ESTATE OF CHARANIA v. Shulman

608 F.3d 67, 105 A.F.T.R.2d (RIA) 2938, 2010 U.S. App. LEXIS 12415, 2010 WL 2404423
CourtCourt of Appeals for the First Circuit
DecidedJune 17, 2010
Docket09-2430
StatusPublished
Cited by3 cases

This text of 608 F.3d 67 (ESTATE OF CHARANIA v. Shulman) is published on Counsel Stack Legal Research, covering Court of Appeals for the First Circuit primary law. Counsel Stack provides free access to over 12 million legal documents including statutes, case law, regulations, and constitutions.

Bluebook
ESTATE OF CHARANIA v. Shulman, 608 F.3d 67, 105 A.F.T.R.2d (RIA) 2938, 2010 U.S. App. LEXIS 12415, 2010 WL 2404423 (1st Cir. 2010).

Opinion

SELYA, Circuit Judge.

In a letter written on November 13, 1789, Benjamin Franklin famously warned that “in this world nothing is certain but death and taxes.” This appeal proves the enduring wisdom of Franklin’s pithy admonition. The tale follows.

Refined to bare essence, the appeal presents two interconnected questions. The first, which concerns the amount of tax due, turns on whether shares of stock held in the name of a decedent were community property under the marital property regime of Belgium (where the decedent and his wife resided when he acquired the shares and when he died) or the decedent’s separate property under the marital property regime of England (which was the marital property regime in effect where the decedent and his wife resided at the time they celebrated their marriage).

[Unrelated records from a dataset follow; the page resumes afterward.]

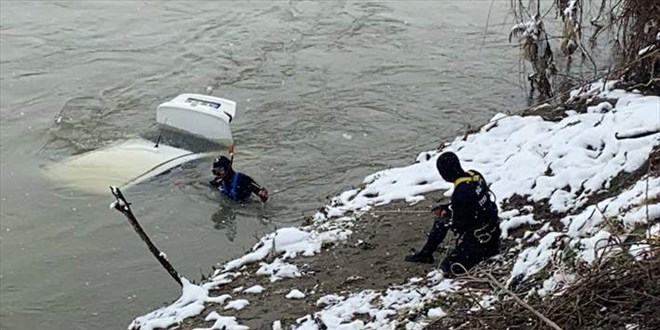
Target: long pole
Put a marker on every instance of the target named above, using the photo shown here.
(124, 207)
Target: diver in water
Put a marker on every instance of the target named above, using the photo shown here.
(235, 185)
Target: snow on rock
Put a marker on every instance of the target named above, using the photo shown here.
(254, 289)
(328, 300)
(278, 270)
(381, 307)
(292, 241)
(222, 323)
(190, 303)
(295, 294)
(436, 313)
(237, 304)
(516, 222)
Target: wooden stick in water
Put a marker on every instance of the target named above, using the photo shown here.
(124, 207)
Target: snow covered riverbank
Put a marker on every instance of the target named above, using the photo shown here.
(564, 168)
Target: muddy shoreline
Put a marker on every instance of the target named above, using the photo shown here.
(370, 259)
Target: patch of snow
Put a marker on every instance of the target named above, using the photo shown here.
(436, 313)
(254, 289)
(223, 323)
(237, 304)
(328, 300)
(295, 294)
(278, 270)
(516, 222)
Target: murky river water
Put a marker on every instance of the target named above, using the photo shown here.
(335, 88)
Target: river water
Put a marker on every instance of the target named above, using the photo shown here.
(340, 89)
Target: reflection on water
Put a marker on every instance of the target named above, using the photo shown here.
(225, 219)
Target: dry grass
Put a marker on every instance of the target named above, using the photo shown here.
(617, 292)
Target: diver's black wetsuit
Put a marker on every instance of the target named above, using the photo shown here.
(473, 217)
(237, 186)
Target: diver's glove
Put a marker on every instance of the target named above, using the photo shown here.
(263, 194)
(442, 211)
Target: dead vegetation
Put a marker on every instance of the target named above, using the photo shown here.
(617, 293)
(627, 28)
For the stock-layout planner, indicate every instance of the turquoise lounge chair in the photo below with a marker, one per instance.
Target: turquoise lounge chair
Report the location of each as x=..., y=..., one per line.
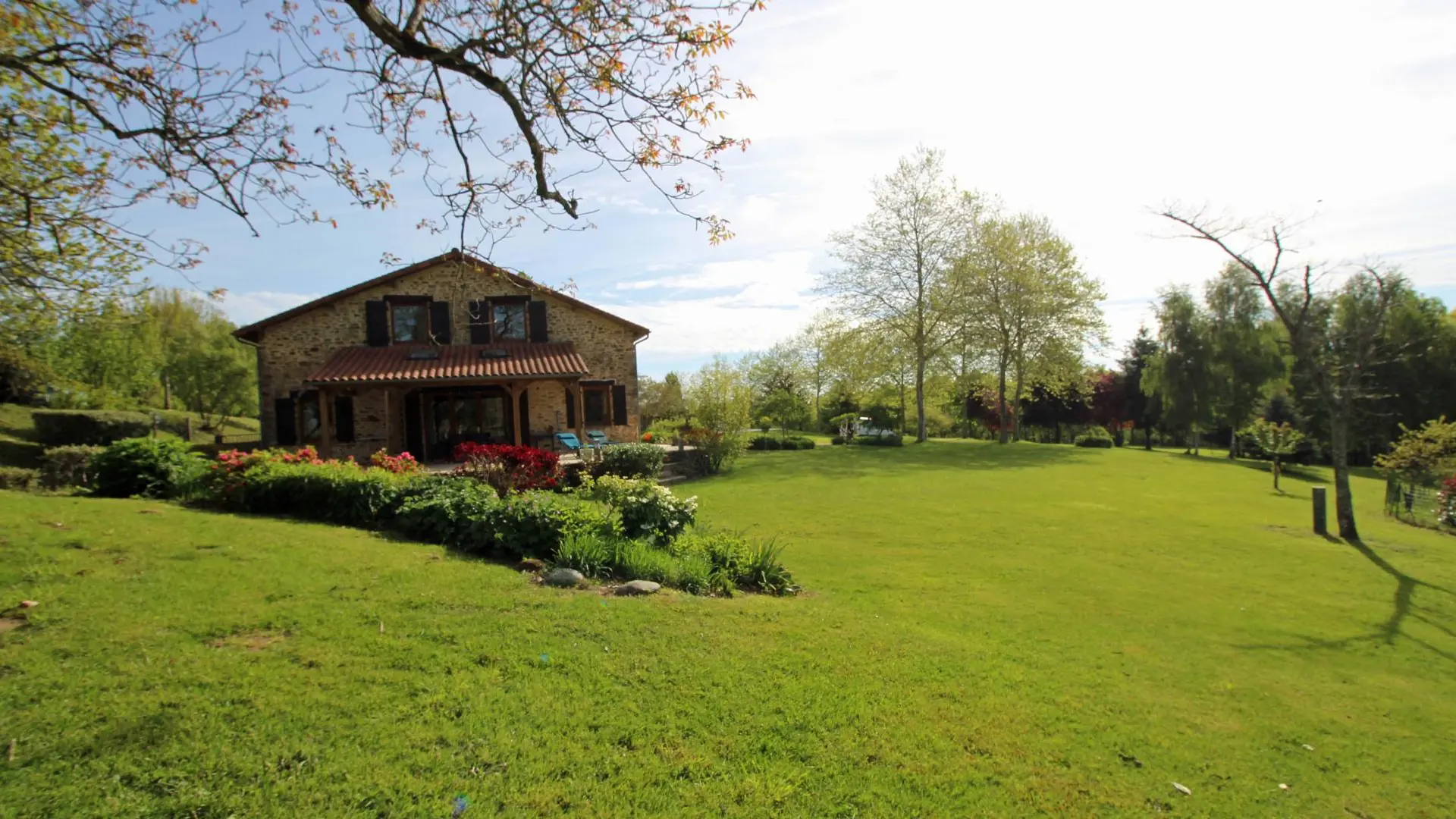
x=601, y=439
x=570, y=441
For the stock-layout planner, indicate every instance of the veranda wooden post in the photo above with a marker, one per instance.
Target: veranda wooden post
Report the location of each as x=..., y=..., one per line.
x=516, y=413
x=1318, y=496
x=325, y=425
x=582, y=417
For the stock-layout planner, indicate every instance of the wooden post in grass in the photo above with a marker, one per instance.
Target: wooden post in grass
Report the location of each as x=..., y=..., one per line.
x=1318, y=494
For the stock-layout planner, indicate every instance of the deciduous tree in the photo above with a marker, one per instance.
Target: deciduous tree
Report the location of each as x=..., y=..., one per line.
x=896, y=265
x=1335, y=334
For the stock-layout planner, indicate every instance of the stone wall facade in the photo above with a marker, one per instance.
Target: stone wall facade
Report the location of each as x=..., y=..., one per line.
x=297, y=346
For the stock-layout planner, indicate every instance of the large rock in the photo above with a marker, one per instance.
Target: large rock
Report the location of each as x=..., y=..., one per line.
x=564, y=577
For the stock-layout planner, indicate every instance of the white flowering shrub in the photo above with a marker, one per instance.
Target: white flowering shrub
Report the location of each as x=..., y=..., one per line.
x=648, y=509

The second question concerns a refusal to abate a fragment of a penalty assessed in consequence of the late filing of the decedent’s estate tax return.

The tax court held that England’s separate property regime applied and that, therefore, all the shares were includable in the decedent’s gross estate for federal estate tax purposes. Estate of Charania v. Comm’r, No. 16367-07, 133 T.C. No. 7, 2009 WL 2924091, at *8 (Sept. 14, 2009). It simultaneously refused to abate the fragment of the late-filing penalty. Id. at *10. The decedent’s estate and heirs (col *69 lectively, the Estate) assign error to both rulings.

We affirm in part and reverse in part. We agree with the tax court that the disputed shares were the decedent’s separate property and, thus, were includable in full in his gross taxable estate. We disagree, however, with the tax court’s refusal to abate the balance of the penalty.

I. BACKGROUND

The raw facts are set forth in a stipulation submitted to the tax court pursuant to Tax Court Rule 122. See Estate of Charania, 2009 WL 2924091, at *1. We offer a thumbnail sketch, beginning with the identities of the protagonists, proceeding through the more important of the stipulated facts, and ending with the travel of the case.

The decedent, Noordin M. Charania, and his wife, Roshankhanu Dhanani, married in Uganda in 1967. Both of the newlyweds were native Ugandans. Uganda had been under the hegemony of the United Kingdom for many years and, therefore, both spouses were citizens of the United Kingdom.

After their nuptials, the couple made their home in Uganda. The decedent worked as an agent for a Belgian shipping company. In 1972, Idi Amin, then the ruler of Uganda, ordered the expulsion of Ugandans of Asian descent. Mindful of this edict, the decedent and his wife, who were both of Asian descent, fled to Belgium. They took only a few items of personal property; all of their assets within Uganda were expropriated by the Ugandan government.

The couple arrived in Belgium in October of 1972, intending to remain there indefinitely. The decedent resided in that country until he died on January 31, 2002. He was survived by his wife and children, Farhana and Mehran. His will, without specific enumeration of particular assets, bequeathed one-third of his property to his wife and one-third to each of his two children.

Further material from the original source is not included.